Por un tiempo, la noche se llenó de gritos, la batalla rápidamente inclinándose hacia un lado terminando pronto, dejando a unos pocos supervivientes de pie huyendo vergonzosamente hacia su jefe igualmente maltratado en retirada.

No eran rival los rufianes para la gente de la Aldea Hua; eran solo bribones unidos por malicia, sin un solo luchador real entre ellos.

Sus armas; meramente machetes, cuchillos de cocina y azadas, eran impotentes contra las brillantes espadas de los guerreros de la Aldea Hua.

—Jefe, ¿qué hacemos?

Viendo a sus camaradas caer, los pocos supervivientes estaban aterrorizados, apenas contrarrestando con manos temblorosas, uno tartamudeando mientras paraba preguntó al hombre barbudo que acababa de esquivar por poco otra hoja.

El líder barbudo estaba furioso, si hubiera tenido alguna atención de sobra, los habría pateado hace mucho tiempo.

Preguntándole qué hacer en tal momento: ¡protéjalo y luego corra!

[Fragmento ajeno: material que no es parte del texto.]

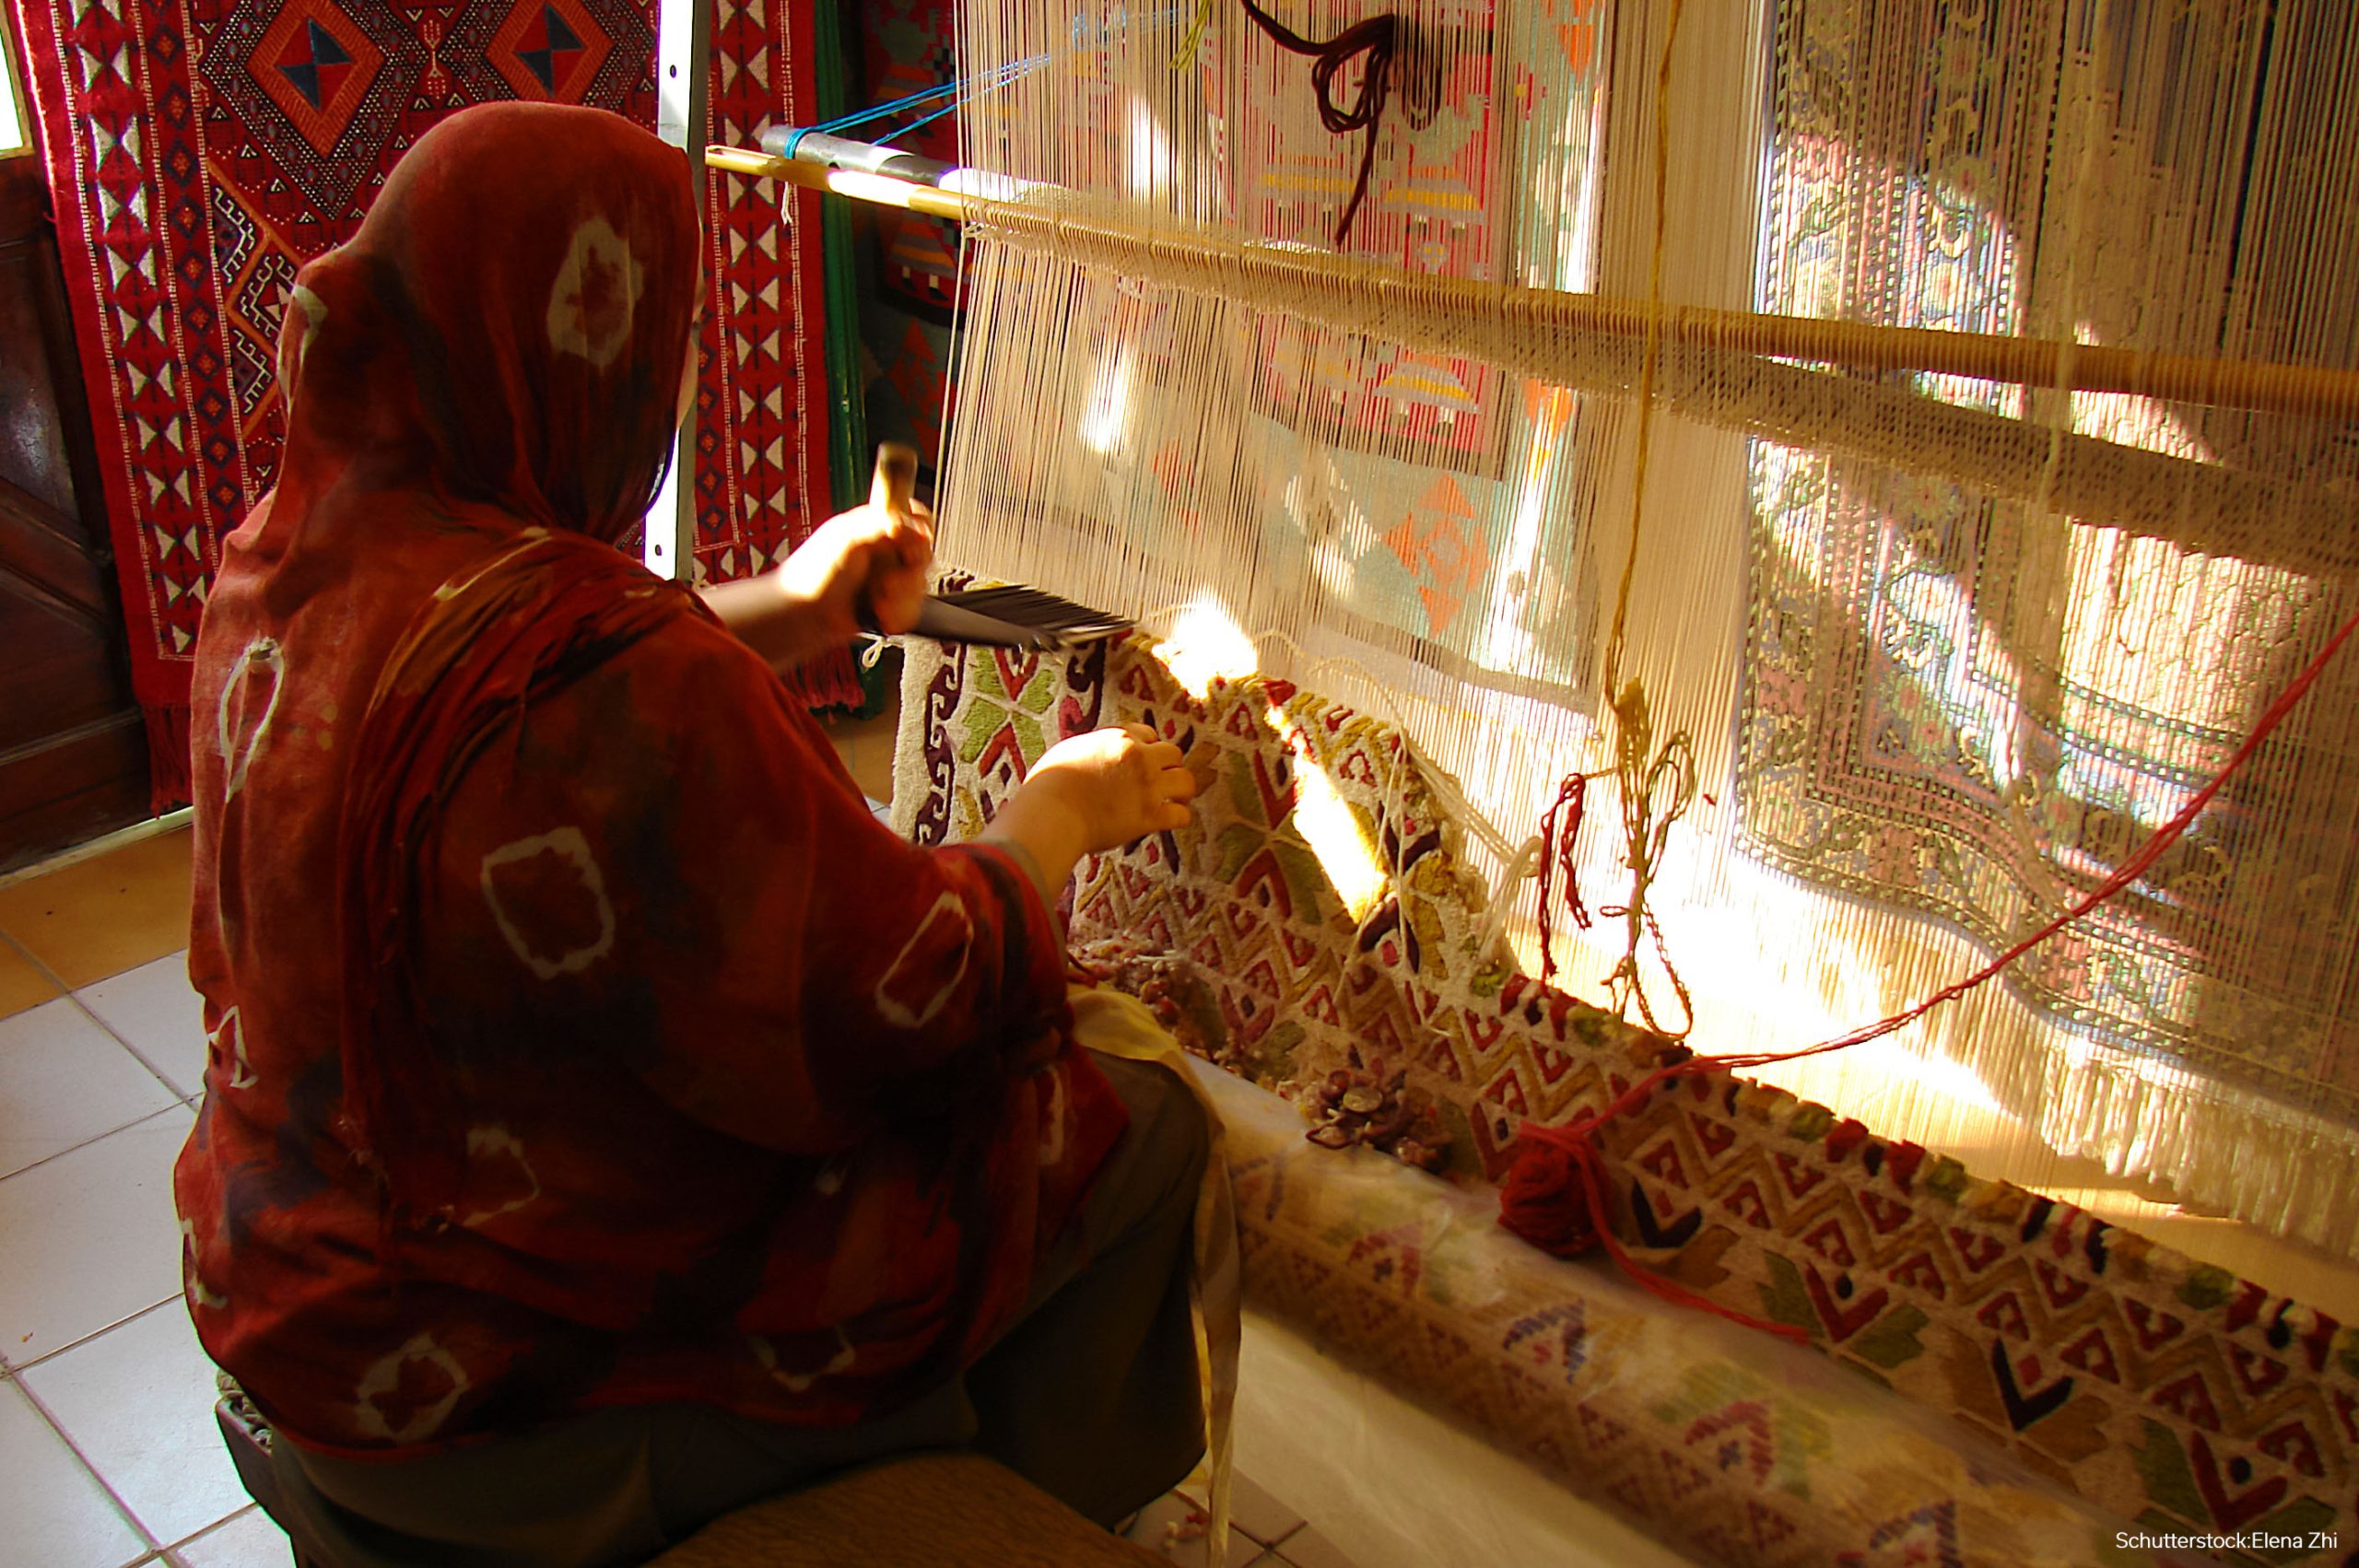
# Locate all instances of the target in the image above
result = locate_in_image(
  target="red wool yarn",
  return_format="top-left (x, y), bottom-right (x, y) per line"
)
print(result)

El líder barbudo miró con odio a los que seguían corriendo mientras preguntaban sin intención de salvarlo, ardiendo con planes de venganza al regresar.

Pero justo cuando esquivaba otro golpe fatal, levantándose patéticamente, queriendo dar un hachazo a una persona cercana, un dolor agudo golpeó su pecho; bajando la cabeza, vio una delicada flecha corta, con la cola agitándose, profundamente incrustada en su corazón.